Still, a less than 100% Bacot will demand more playing time from backup Johnson, who was thrust into the limelight unexpectedly last night. The 6-foot-8 southpaw held his own against Duke, but he’ll face an even bigger challenge Monday: checking McCormack, who’s been unstoppable down the stretch.
Davis may consider alternative lineup combinations to protect his ailing big man. A smaller look with Manek as the de facto 5-man is one such option.
Pivot Analysis’ on/off splits paint an ominous picture of how porous UNC’s defense is without Bacot.
Since the beginning of February, UNC’s surrendered 1.24 points per possession with Manek on the floor while Bacot sits. Manek is a killer in pick-n-pop offense, but he can be attacked on the other end, as Duke did with Paolo Banchero Saturday night.
There’s another concern specific to the impending Kansas matchup. The Jayhawks can easily counter with a basic matchup realignment due to Leaky Black’s shooting ineptitude (though, he did hit two huge 3s in the semis).
Self managed this brilliantly against Miami (FL), another team with an inverted forward combination — a true stretch forward at the 5 (Sam Waardenburg) and a non-shooter at the 4 (Jordan Miller).
KU simply flipped its matchups by slotting McCormack on Miller and Wilson on Waardenburg. The Jayhawks can replicate this matchup by throwing McCormack on Black and Wilson on Manek.
That said, North Carolina’s burgeoning backcourt could render those frontline worries moot on Monday.
Once upon a time, we scorned Love and Davis for being too Jekyll and Hyde. However, there’s a double-edge sword to their irrational confidence. When the game tightens up, this duo is immune to pressure. They take, and make, big shots in big moments time and time again.
In general, this duo is starting to co-exist like yin and yang. Their scoring styles fit together like a glove.
Davis has blossomed into a mid-range assassin, while Love is doing his damage at the extremes: at the rim and from long distance.
Even in March, Love has shown signs of growth in terms of shot selection. As a career 37% shooter from inside the arc, Love is starting to pick his spots. Over his last three games, he’s 17-for-28 on 2-point field goals. The four games prior? 3-for-25!
Kansas vs. North Carolina Betting Pick
If both favorites won in similar fashion on Saturday without any injuries, I would’ve made the Duke-Kansas line right around a PK.
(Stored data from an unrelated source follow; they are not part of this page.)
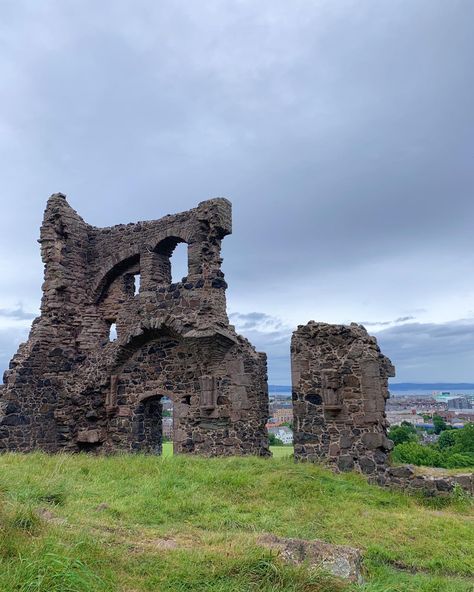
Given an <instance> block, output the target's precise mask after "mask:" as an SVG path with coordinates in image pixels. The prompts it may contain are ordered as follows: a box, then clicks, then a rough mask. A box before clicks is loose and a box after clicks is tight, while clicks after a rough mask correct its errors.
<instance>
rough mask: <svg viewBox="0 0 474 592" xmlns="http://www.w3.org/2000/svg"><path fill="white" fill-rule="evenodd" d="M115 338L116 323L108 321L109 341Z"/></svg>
mask: <svg viewBox="0 0 474 592" xmlns="http://www.w3.org/2000/svg"><path fill="white" fill-rule="evenodd" d="M116 339H117V323H115V322H113V323H110V326H109V341H115V340H116Z"/></svg>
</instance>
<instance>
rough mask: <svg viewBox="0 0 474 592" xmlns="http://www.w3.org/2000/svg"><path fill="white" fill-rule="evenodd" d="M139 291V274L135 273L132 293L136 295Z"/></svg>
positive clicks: (138, 292)
mask: <svg viewBox="0 0 474 592" xmlns="http://www.w3.org/2000/svg"><path fill="white" fill-rule="evenodd" d="M139 292H140V274H139V273H135V274H134V276H133V293H134V296H136V295H137V294H138V293H139Z"/></svg>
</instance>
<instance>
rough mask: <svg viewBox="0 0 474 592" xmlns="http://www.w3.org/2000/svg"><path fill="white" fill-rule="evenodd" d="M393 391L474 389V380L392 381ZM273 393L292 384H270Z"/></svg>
mask: <svg viewBox="0 0 474 592" xmlns="http://www.w3.org/2000/svg"><path fill="white" fill-rule="evenodd" d="M388 386H389V389H390V390H392V391H427V390H429V391H450V390H458V391H459V390H463V389H466V390H474V383H473V382H392V383H390V384H389V385H388ZM268 390H269V391H271V392H272V393H288V392H291V386H289V385H285V386H282V385H280V384H270V385H268Z"/></svg>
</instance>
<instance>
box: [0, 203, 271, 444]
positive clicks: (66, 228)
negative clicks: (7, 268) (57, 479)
mask: <svg viewBox="0 0 474 592" xmlns="http://www.w3.org/2000/svg"><path fill="white" fill-rule="evenodd" d="M230 232H231V204H230V202H229V201H227V200H226V199H222V198H217V199H213V200H208V201H205V202H201V203H200V204H199V205H198V206H197V207H196V208H194V209H192V210H188V211H187V212H182V213H180V214H175V215H173V216H165V217H164V218H161V219H160V220H155V221H148V222H137V223H135V224H125V225H124V224H121V225H117V226H113V227H109V228H96V227H93V226H90V225H88V224H87V223H85V222H84V220H82V218H81V217H80V216H79V215H78V214H77V213H76V212H75V211H74V210H73V209H72V208H71V207H70V205H69V204H68V202H67V200H66V198H65V196H64V195H62V194H55V195H53V196H51V198H50V199H49V200H48V204H47V207H46V211H45V216H44V221H43V225H42V228H41V236H40V243H41V255H42V259H43V262H44V264H45V281H44V284H43V298H42V304H41V316H40V317H38V318H37V319H36V320H35V321H34V323H33V326H32V329H31V332H30V336H29V338H28V341H27V342H26V343H25V344H22V345H21V346H20V348H19V350H18V352H17V354H16V355H15V356H14V357H13V359H12V361H11V363H10V367H9V369H8V370H7V371H6V372H5V375H4V386H3V388H2V389H0V451H1V450H23V451H27V450H33V449H37V448H40V449H43V450H47V451H53V452H54V451H59V450H66V451H78V450H90V451H95V452H113V451H116V450H127V451H144V452H158V453H159V452H160V450H161V442H162V433H161V408H162V399H163V397H165V396H166V397H169V398H170V399H172V401H173V403H174V405H175V411H176V413H175V417H174V449H175V452H179V453H185V452H186V453H199V454H207V455H221V454H222V455H227V454H259V455H268V454H269V451H268V442H267V433H266V428H265V424H266V421H267V417H268V388H267V376H266V357H265V355H264V354H259V353H258V352H256V351H255V349H254V348H253V346H252V345H251V344H250V343H249V342H248V341H247V340H245V339H243V338H242V337H240V336H239V335H237V334H236V332H235V330H234V328H233V327H232V326H231V325H229V321H228V317H227V312H226V299H225V290H226V288H227V284H226V282H225V279H224V274H223V273H222V271H221V263H222V259H221V256H220V252H221V242H222V239H223V238H224V237H225V236H226V235H228V234H230ZM179 243H185V244H186V245H187V252H188V272H187V275H186V277H184V278H183V279H182V281H180V282H177V283H172V281H171V265H172V255H173V251H174V249H175V247H176V245H177V244H179ZM112 329H113V330H114V331H113V333H112Z"/></svg>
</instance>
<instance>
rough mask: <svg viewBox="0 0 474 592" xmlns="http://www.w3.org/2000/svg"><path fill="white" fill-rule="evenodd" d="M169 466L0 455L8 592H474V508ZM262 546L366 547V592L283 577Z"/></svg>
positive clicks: (139, 456)
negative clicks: (260, 537)
mask: <svg viewBox="0 0 474 592" xmlns="http://www.w3.org/2000/svg"><path fill="white" fill-rule="evenodd" d="M288 452H291V449H290V450H289V451H288ZM166 453H168V456H167V455H166V454H164V455H163V457H151V456H148V457H147V456H140V455H136V456H114V457H107V458H104V457H91V456H85V455H75V456H47V455H45V454H40V453H36V454H29V455H19V454H5V455H2V456H0V526H1V528H0V590H1V591H2V592H10V591H16V592H101V591H107V592H109V591H111V592H115V591H120V592H141V591H150V592H151V591H157V590H159V591H166V592H190V591H203V590H206V591H207V590H209V591H212V592H244V591H245V592H250V591H259V592H277V591H288V592H289V591H292V592H296V591H303V592H321V591H323V592H334V591H338V590H364V591H368V592H395V591H397V592H398V591H399V592H402V591H403V592H411V591H413V592H414V591H417V592H419V591H426V592H435V591H440V592H441V591H443V592H450V591H452V592H457V591H463V592H467V591H471V592H472V590H474V578H473V573H474V553H473V549H474V515H473V511H472V510H473V506H472V503H471V502H470V501H469V500H466V499H463V498H461V499H453V500H449V501H440V500H436V501H428V500H422V499H416V498H414V497H410V496H408V495H404V494H402V493H394V492H390V491H386V490H382V489H379V488H377V487H375V486H370V485H368V484H367V483H366V482H365V480H364V479H363V478H362V477H360V476H358V475H354V474H346V475H334V474H332V473H331V472H329V471H327V470H325V469H323V468H321V467H318V466H315V465H311V464H295V463H294V462H293V461H292V460H291V459H290V458H285V457H284V456H283V457H281V458H274V459H269V460H266V459H258V458H228V459H222V458H221V459H204V458H193V457H183V456H181V457H173V456H169V447H168V449H167V450H166ZM262 533H274V534H277V535H279V536H285V537H298V538H307V539H314V538H318V539H323V540H325V541H328V542H332V543H338V544H347V545H352V546H355V547H359V548H361V549H363V552H364V557H365V569H366V572H367V573H366V581H367V583H366V584H365V585H363V586H357V585H352V586H350V585H347V584H343V583H340V582H337V581H335V580H332V579H331V578H329V577H328V576H325V575H324V574H321V573H314V572H311V571H310V570H309V569H308V568H307V567H306V566H303V567H295V566H288V565H284V564H283V563H281V562H280V561H279V559H278V557H277V556H276V555H275V554H274V553H271V552H270V551H268V550H264V549H262V548H261V547H260V546H259V545H258V544H257V539H258V537H259V536H260V535H261V534H262Z"/></svg>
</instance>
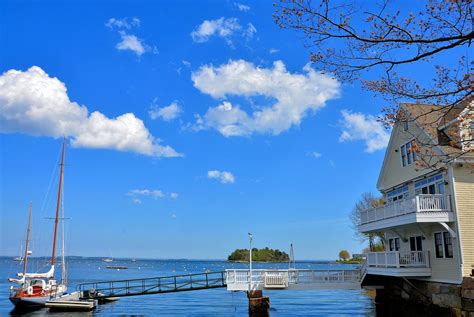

Well, Duke was just a 4-point favorite against UNC. By that logic, Kansas favored by 4 here sounds about right after both teams had impressive efforts in the Final Four.
However, there are two lingering questions surrounding UNC. Is there any emotional hangover from that monumental win over Duke that some may be talking about longer than any potential national title? I personally think that’s probably nonsense after the first few minutes, but it’s worth mentioning.
The much more important factor is Bacot’s health after injuring his ankle late on Saturday against Duke. Davis expects him to play, but who knows how sore or swollen it may potentially be by game time.
A potentially limited Bacot will really hurt UNC in multiple ways, but this is especially big on the glass. The Heels rank second in the nation in that category in large part due to the rebounding machine that is Bacot.
That’s critical in this particular matchup against a Jayhawks team that thrives on the offensive glass. Plus, on the other end of the floor, UNC can take advantage of a fairly weak Kansas defensive rebounding team if Bacot is a full-go.
Kansas looked super impressive against Nova on Saturday, but it simply couldn’t miss a shot from the outside. You’re going to look pretty good when you shoot 13-of-24 from distance. Plus, the Jayhawks were playing an undermanned Nova team.
The Jayhawks have certainly benefited from a much easier path to the championship than the Heels, but give credit when credit is due for getting the job done. And this is undoubtedly a top-five team in the country.
That said, the pregame line looks about right. There’s just more uncertainty on the UNC side.
I’ll personally wait to see how Bacot looks before getting involved here. If he looks okay, I’d like UNC +6 or 7 after a potential slow start — although I’m sure there will be plenty of opportunities in a game that should have many points and runs.